Peut-on dresser un portrait-robot du gilet-jaune, notamment celui des ronds-points ?

Ce qu’on peut dire c’est que les Gilets Jaunes, du moins ceux qui se rassemblent au cours des premières semaines du mouvement depuis le 17 novembre 2018 jusque début janvier 2019, sont majoritairement issus de ce qu’on pourrait appeler les milieux populaires de la France contemporaine. Il faut préciser cette catégorisation en indiquant quels secteurs d’activité étaient représentés Du côté des hommes, on retrouve les ouvriers de l’industrie et d’autres professions manuelles, des fonctionnaires de catégorie C, ceux qu’on appelle couramment des cantonniers, et parmi ces ouvriers de l’industrie, des mécaniciens qui travaillent dans des garages mais aussi dans des industries. Des chauffeurs vont être très présents également, et c’est là qu’il faut ouvrir au pan féminin avec aussi des chauffeuses. Les femmes étaient présentes dans ce mouvement, sans donner d’estimations on peut dire qu’elles étaient sous-représentées par rapport aux hommes mais néanmoins très présentes à travers les métiers dits du care. Ce sont toutes les personnes qui travaillent dans l’aide à domicile, comme assistantes de services hospitaliers (ASH), des infirmières et aussi des chauffeuses et des vendeuses dans la région où j’étais. En termes socioprofessionnels c’est vraiment cela les Gilets Jaunes même s’il faudrait préciser et indiquer par exemple qu’il y avait une forte présence de motards sur les ronds-points bien que ce ne soit pas une catégorie socioprofessionnelle. Ce qui relie ces professions, en tout cas c’est l’hypothèse que j’ai défendue, c’est l’usage de la voiture, ce sont de grandes utilisatrices du secteur routier et de la circulation routière.

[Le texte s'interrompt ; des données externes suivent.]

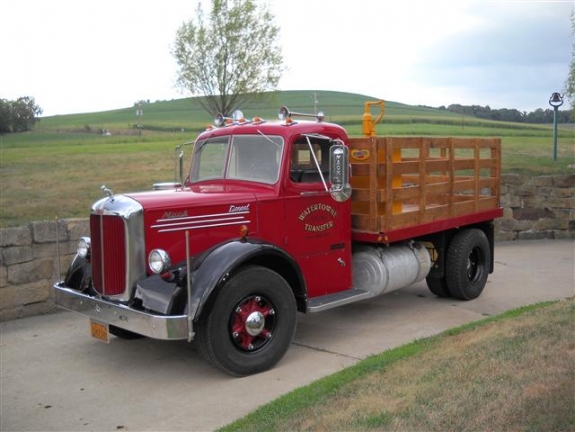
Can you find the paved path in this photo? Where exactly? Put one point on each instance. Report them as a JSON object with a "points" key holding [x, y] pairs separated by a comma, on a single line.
{"points": [[54, 377]]}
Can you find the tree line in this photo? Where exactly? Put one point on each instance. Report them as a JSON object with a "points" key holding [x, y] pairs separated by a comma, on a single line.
{"points": [[512, 115], [18, 115]]}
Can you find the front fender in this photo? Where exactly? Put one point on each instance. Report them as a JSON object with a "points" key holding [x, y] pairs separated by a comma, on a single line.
{"points": [[79, 275], [217, 266]]}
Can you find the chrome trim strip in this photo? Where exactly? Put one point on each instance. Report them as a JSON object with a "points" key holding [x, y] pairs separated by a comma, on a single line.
{"points": [[153, 326], [202, 216], [196, 222]]}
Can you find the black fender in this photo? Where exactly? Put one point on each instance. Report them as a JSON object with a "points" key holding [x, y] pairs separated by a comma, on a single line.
{"points": [[79, 275], [218, 265]]}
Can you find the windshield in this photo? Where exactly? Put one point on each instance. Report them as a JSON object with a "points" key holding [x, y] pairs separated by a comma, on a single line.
{"points": [[239, 157]]}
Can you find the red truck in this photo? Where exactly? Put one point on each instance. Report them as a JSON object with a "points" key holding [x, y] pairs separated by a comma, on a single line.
{"points": [[275, 218]]}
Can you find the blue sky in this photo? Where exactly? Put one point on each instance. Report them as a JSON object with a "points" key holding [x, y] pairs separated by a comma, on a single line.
{"points": [[92, 55]]}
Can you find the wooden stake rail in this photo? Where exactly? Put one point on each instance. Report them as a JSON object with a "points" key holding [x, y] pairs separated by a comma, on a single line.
{"points": [[402, 182]]}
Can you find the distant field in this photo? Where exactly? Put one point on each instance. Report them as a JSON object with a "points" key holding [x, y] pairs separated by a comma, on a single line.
{"points": [[57, 170]]}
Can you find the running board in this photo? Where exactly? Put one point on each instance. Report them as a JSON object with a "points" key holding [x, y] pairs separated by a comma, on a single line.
{"points": [[319, 304]]}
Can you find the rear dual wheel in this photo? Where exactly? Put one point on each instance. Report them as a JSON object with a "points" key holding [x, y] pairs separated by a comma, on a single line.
{"points": [[466, 266], [250, 324]]}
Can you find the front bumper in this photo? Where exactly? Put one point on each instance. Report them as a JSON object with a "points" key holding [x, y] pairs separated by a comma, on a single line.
{"points": [[153, 326]]}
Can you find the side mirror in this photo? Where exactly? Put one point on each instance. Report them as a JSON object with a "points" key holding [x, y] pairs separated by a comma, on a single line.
{"points": [[340, 188]]}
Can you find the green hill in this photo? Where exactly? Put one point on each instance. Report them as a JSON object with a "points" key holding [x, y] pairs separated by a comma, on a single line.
{"points": [[57, 169], [343, 108]]}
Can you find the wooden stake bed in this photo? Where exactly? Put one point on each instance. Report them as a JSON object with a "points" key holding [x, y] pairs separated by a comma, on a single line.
{"points": [[423, 183]]}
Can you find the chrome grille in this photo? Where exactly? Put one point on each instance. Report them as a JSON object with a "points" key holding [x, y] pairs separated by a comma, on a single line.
{"points": [[108, 237]]}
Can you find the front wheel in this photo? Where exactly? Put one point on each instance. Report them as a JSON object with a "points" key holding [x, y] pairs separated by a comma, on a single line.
{"points": [[251, 323], [467, 264]]}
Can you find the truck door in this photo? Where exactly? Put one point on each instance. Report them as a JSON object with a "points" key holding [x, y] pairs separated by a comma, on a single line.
{"points": [[318, 229]]}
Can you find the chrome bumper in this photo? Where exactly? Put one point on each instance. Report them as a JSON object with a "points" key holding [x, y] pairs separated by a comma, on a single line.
{"points": [[153, 326]]}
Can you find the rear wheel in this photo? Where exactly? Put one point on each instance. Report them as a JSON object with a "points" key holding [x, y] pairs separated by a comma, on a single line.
{"points": [[250, 324], [467, 264]]}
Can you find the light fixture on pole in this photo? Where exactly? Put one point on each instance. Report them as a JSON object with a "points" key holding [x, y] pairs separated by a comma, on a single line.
{"points": [[556, 100]]}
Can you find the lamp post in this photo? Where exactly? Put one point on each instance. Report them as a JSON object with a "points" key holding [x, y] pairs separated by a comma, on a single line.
{"points": [[556, 100]]}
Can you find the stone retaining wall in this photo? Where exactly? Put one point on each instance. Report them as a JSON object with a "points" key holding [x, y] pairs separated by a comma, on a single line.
{"points": [[534, 208], [537, 208], [29, 265]]}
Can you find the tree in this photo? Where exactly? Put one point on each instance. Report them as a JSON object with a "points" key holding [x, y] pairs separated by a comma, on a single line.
{"points": [[19, 115], [230, 56], [570, 83]]}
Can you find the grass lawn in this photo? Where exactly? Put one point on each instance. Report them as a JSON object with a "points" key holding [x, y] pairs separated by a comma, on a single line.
{"points": [[505, 373]]}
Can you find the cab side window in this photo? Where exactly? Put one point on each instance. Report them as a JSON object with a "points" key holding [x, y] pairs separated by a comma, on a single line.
{"points": [[303, 167]]}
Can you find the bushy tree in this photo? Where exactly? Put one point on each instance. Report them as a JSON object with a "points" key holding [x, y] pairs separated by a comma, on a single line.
{"points": [[228, 55], [20, 115]]}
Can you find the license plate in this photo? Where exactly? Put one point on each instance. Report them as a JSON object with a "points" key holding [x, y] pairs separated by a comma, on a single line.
{"points": [[100, 331]]}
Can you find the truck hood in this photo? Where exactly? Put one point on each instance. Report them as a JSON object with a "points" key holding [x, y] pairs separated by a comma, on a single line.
{"points": [[196, 196]]}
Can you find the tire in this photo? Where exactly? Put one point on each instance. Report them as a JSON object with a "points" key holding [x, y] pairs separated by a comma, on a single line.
{"points": [[467, 264], [251, 323], [438, 286], [123, 334]]}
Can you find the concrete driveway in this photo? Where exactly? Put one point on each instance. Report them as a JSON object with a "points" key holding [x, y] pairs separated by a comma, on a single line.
{"points": [[55, 377]]}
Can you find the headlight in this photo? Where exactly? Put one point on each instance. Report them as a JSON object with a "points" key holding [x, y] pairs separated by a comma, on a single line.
{"points": [[84, 247], [159, 261]]}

Le mouvement des Gilets jaunes était-il une révolte de la France périphérique ?

Je n’utiliserais pas l’expression de « France périphérique » en tant que telle parce que je trouve que c’est difficile de voir à quoi elle renvoie ou correspond, a priori des territoires assez divers. En revanche, ce qu’on peut dire, c’est que par rapport à une mobilisation comme Nuit Debout qui avait eu lieu deux ans auparavant en 2016 et était plutôt une mobilisation en métropole, même s’il y a eu des Nuit Debout dans des villages, là les Gilets Jaunes c’est vraiment une mobilisation de proximité et dans des territoires qui sont effectivement plus à distance des grandes métropoles. C’est donc vrai que c’est majoritairement un mouvement périurbain. Avec le géographe Etienne Walker, nous avons montré que les Gilets Jaunes se rassemblaient dans des lieux urbains, dans des préfectures, dans des sous-préfectures mais qu’ils habitaient dans des zones qui se situaient tout autour et qu’on appelle maintenant le périurbain. Il faut insister sur le fait que contrairement à ce que laisse entendre l’expression “France périphérique”, il y a en réalité des territoires périurbains. Ils sont relativement variés en termes de marché du travail, de services publics, de dynamisme de la région et tout simplement d’ancrage régional. Le point commun entre toutes les mobilisations c’est qu’il s’agissait de personnes habitant autour ou étant assez éloignées des métropoles, à la frontière de l’urbain et du rural, c’est plutôt de là que venaient les Gilets Jaunes.